A Quickstart Guide for Building Your First R Package

Post Provided By DR IAIN STOTT

Iain is a Postdoctoral Researcher at the Max Planck Institute for Demographic Research and the MaxO Center at the University of Southern Denmark. He is currently working as a part of MaxNetAging, a Research Network on Aging. Iain was one of the presenters at the UK half of the Methods in Ecology and Evolution 5th Anniversary Symposium in April. You can watch his talk, ‘Methods Put to Good Use: Advances in population ecology through studies of transient demography’ here.

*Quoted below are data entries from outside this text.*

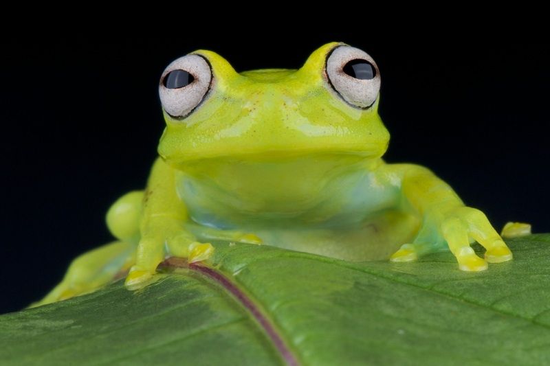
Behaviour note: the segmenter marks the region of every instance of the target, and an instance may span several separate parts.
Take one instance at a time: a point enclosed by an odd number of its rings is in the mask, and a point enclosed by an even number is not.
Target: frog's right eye
[[[184,118],[198,107],[212,84],[212,68],[201,56],[187,55],[173,61],[160,78],[162,108],[174,118]]]

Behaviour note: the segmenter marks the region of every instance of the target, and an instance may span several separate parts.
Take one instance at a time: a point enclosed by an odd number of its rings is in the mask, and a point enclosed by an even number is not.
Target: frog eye
[[[187,55],[173,61],[160,78],[159,95],[162,108],[175,118],[186,117],[208,93],[212,69],[206,58]]]
[[[338,46],[329,54],[325,69],[328,84],[342,99],[365,109],[374,104],[380,89],[380,73],[366,52]]]

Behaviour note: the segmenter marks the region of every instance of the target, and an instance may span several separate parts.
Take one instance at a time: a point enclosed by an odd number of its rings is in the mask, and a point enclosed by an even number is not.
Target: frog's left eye
[[[206,98],[212,80],[212,69],[205,58],[180,57],[168,65],[160,78],[162,108],[175,118],[186,117]]]
[[[380,73],[373,58],[353,47],[338,46],[327,58],[329,87],[350,104],[366,109],[380,89]]]

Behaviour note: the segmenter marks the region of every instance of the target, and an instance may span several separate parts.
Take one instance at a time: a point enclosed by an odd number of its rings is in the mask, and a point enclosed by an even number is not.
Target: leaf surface
[[[136,292],[1,316],[0,363],[550,364],[550,235],[507,242],[514,260],[477,273],[450,253],[354,263],[216,243],[210,268],[173,260]]]

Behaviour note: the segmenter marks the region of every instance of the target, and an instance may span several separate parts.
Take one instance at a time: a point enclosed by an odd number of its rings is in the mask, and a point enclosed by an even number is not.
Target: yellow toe
[[[418,259],[418,255],[412,245],[405,244],[401,249],[390,257],[391,262],[413,262]]]
[[[479,272],[488,268],[487,261],[475,254],[464,255],[457,258],[461,271],[465,272]]]
[[[512,258],[512,251],[505,245],[496,247],[485,252],[485,260],[489,263],[502,263]]]
[[[248,244],[257,244],[258,245],[263,242],[260,237],[252,233],[244,234],[239,238],[239,241]]]
[[[189,245],[189,257],[187,262],[189,263],[195,263],[197,262],[201,262],[210,258],[214,253],[214,247],[209,243],[199,243],[197,242],[191,243]]]
[[[151,272],[148,271],[131,270],[126,277],[124,285],[126,286],[133,286],[142,284],[152,277]]]
[[[525,222],[507,222],[503,228],[503,238],[519,238],[531,233],[531,225]]]

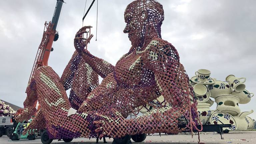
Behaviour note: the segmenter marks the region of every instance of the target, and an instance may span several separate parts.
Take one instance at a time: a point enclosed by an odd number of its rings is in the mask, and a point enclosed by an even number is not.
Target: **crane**
[[[56,31],[56,28],[57,27],[62,4],[65,2],[64,0],[57,1],[52,21],[48,22],[46,21],[44,23],[43,37],[35,59],[34,65],[29,79],[28,86],[29,85],[31,79],[36,70],[40,66],[48,65],[48,59],[50,56],[50,53],[51,51],[53,50],[53,48],[52,47],[52,44],[54,41],[57,41],[59,38],[59,35]]]

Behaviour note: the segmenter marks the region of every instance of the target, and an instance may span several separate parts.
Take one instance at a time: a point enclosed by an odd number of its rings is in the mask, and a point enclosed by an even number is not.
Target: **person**
[[[34,121],[45,120],[50,138],[97,137],[99,134],[100,137],[120,138],[196,129],[199,116],[188,77],[176,49],[162,39],[162,6],[154,0],[134,1],[126,8],[124,19],[123,32],[128,34],[132,46],[115,66],[81,46],[85,46],[80,43],[84,39],[82,32],[76,35],[75,39],[81,40],[74,42],[78,53],[93,71],[104,78],[78,110],[72,108],[63,83],[51,68],[41,66],[35,72],[29,86],[36,90],[42,110]],[[90,73],[80,84],[94,81]],[[136,108],[161,95],[168,105],[125,119]],[[188,122],[185,128],[178,126],[181,116]],[[30,128],[31,125],[37,126],[31,124]]]
[[[99,137],[98,136],[96,138],[96,143],[99,143]],[[103,137],[103,143],[108,143],[106,141],[106,139],[104,137]]]

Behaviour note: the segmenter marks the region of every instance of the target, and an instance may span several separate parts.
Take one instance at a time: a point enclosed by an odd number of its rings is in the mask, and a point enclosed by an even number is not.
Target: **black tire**
[[[66,142],[69,142],[72,141],[73,139],[63,139],[63,141]]]
[[[18,136],[18,134],[16,133],[13,134],[11,136],[11,137],[10,137],[10,138],[11,138],[11,139],[13,141],[17,140],[19,139],[18,139],[19,138],[19,136]]]
[[[223,133],[228,133],[229,132],[229,130],[226,130],[223,131]]]
[[[146,134],[132,135],[131,136],[132,139],[133,140],[133,141],[136,142],[142,142],[144,141],[146,137],[147,137]]]
[[[126,135],[121,138],[114,138],[112,144],[127,144],[131,141],[131,135]],[[131,143],[131,142],[130,143]]]
[[[6,129],[6,135],[9,137],[11,137],[11,136],[13,133],[13,131],[12,130],[12,127],[8,127]]]
[[[29,135],[28,136],[27,138],[29,140],[32,140],[34,139],[34,136],[32,135]]]
[[[41,134],[41,142],[43,144],[50,144],[52,142],[53,139],[49,138],[47,131],[44,131]]]
[[[43,132],[44,132],[44,131],[45,131],[46,130],[45,129],[42,129],[41,130],[40,130],[40,131],[39,133],[39,136],[42,136],[42,134],[43,133]]]

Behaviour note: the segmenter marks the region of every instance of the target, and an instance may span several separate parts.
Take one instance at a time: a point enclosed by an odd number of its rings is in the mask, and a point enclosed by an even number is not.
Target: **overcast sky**
[[[73,39],[82,27],[85,0],[65,0],[48,64],[60,76],[75,48]],[[87,9],[92,0],[88,0]],[[99,0],[97,41],[96,3],[84,26],[93,27],[94,37],[88,46],[93,54],[115,65],[131,46],[123,14],[132,0]],[[256,1],[159,0],[163,6],[163,39],[178,50],[190,77],[198,69],[208,69],[211,77],[224,80],[233,74],[245,77],[246,89],[256,93]],[[0,99],[20,106],[46,21],[51,20],[55,0],[0,0]],[[253,109],[256,96],[241,111]],[[211,107],[215,109],[216,105]]]

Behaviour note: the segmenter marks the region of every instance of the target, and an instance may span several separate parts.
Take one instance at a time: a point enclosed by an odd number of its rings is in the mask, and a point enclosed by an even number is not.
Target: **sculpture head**
[[[161,27],[164,19],[163,6],[159,2],[154,0],[135,0],[125,9],[124,19],[127,24],[124,33],[128,33],[133,46],[141,47],[147,39],[161,38]]]

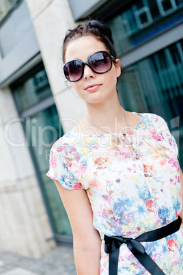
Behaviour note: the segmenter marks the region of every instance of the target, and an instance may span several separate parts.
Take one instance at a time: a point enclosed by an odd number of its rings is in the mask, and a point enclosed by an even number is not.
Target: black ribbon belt
[[[174,233],[180,229],[182,219],[178,218],[165,226],[154,229],[140,235],[135,239],[124,238],[122,236],[108,237],[104,235],[104,251],[109,253],[109,275],[117,275],[118,257],[119,248],[126,244],[134,256],[139,261],[152,275],[165,275],[158,265],[146,253],[144,247],[139,241],[154,241]]]

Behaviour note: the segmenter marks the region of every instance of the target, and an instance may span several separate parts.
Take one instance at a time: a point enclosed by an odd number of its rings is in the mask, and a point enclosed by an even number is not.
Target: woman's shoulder
[[[77,136],[76,132],[73,129],[71,129],[53,144],[51,150],[59,150],[61,152],[64,148],[75,145],[76,141]]]
[[[161,116],[152,113],[136,113],[141,116],[141,123],[147,127],[154,125],[156,127],[167,125],[165,120]]]

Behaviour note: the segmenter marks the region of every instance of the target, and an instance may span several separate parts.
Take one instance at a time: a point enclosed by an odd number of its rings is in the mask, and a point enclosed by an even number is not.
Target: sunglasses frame
[[[107,70],[106,70],[106,71],[104,71],[104,72],[103,72],[103,73],[96,72],[96,71],[90,66],[89,64],[88,63],[88,61],[89,61],[89,58],[90,58],[93,55],[94,55],[94,54],[96,54],[96,53],[107,53],[107,55],[109,55],[109,58],[110,58],[110,60],[111,60],[111,66],[110,66],[109,69]],[[114,60],[115,60],[115,58],[113,55],[111,55],[109,53],[108,53],[108,51],[96,51],[95,53],[92,53],[91,55],[89,55],[89,57],[88,57],[87,59],[86,62],[83,62],[83,61],[81,61],[81,60],[79,60],[79,59],[74,59],[74,60],[70,60],[70,61],[68,61],[68,62],[65,63],[65,64],[64,64],[64,75],[65,75],[66,78],[70,82],[76,82],[76,81],[79,81],[80,79],[82,79],[82,77],[83,77],[83,76],[84,68],[85,68],[85,65],[87,65],[87,66],[89,66],[89,68],[94,73],[101,75],[101,74],[102,74],[102,73],[105,73],[109,72],[109,70],[110,70],[111,69],[111,68],[112,68],[112,66],[113,66],[113,61],[114,61]],[[68,77],[66,76],[66,74],[65,74],[64,68],[66,67],[66,66],[68,63],[71,62],[72,61],[79,61],[79,62],[81,63],[81,65],[82,65],[82,73],[81,73],[81,77],[79,77],[79,79],[77,79],[77,80],[70,80],[70,79],[68,79]]]

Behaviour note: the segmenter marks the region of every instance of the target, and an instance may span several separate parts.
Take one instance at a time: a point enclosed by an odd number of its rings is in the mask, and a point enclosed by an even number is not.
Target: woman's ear
[[[119,77],[121,75],[121,61],[118,58],[115,60],[115,67],[116,71],[116,77]]]

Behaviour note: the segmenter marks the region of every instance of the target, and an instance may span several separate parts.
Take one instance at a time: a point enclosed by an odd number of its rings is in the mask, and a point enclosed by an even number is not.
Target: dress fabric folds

If you’re anything like me, you might experience a minor existential crisis weekly. As scientists we question the world around us and, for me, this questioning turns all-too-often inwards to my career. I don’t think that’s unusual: ask any scientist about their ‘Plan B’, and the extent to which it’s thought through is often astonishing (if a café-cum-cocktail bar ever opens in Glasgow’s West End, which specialises in drinks that employ spice blends from around the world and are named after old spice trade routes and trading vessels, then you know I’ve jumped the science ship).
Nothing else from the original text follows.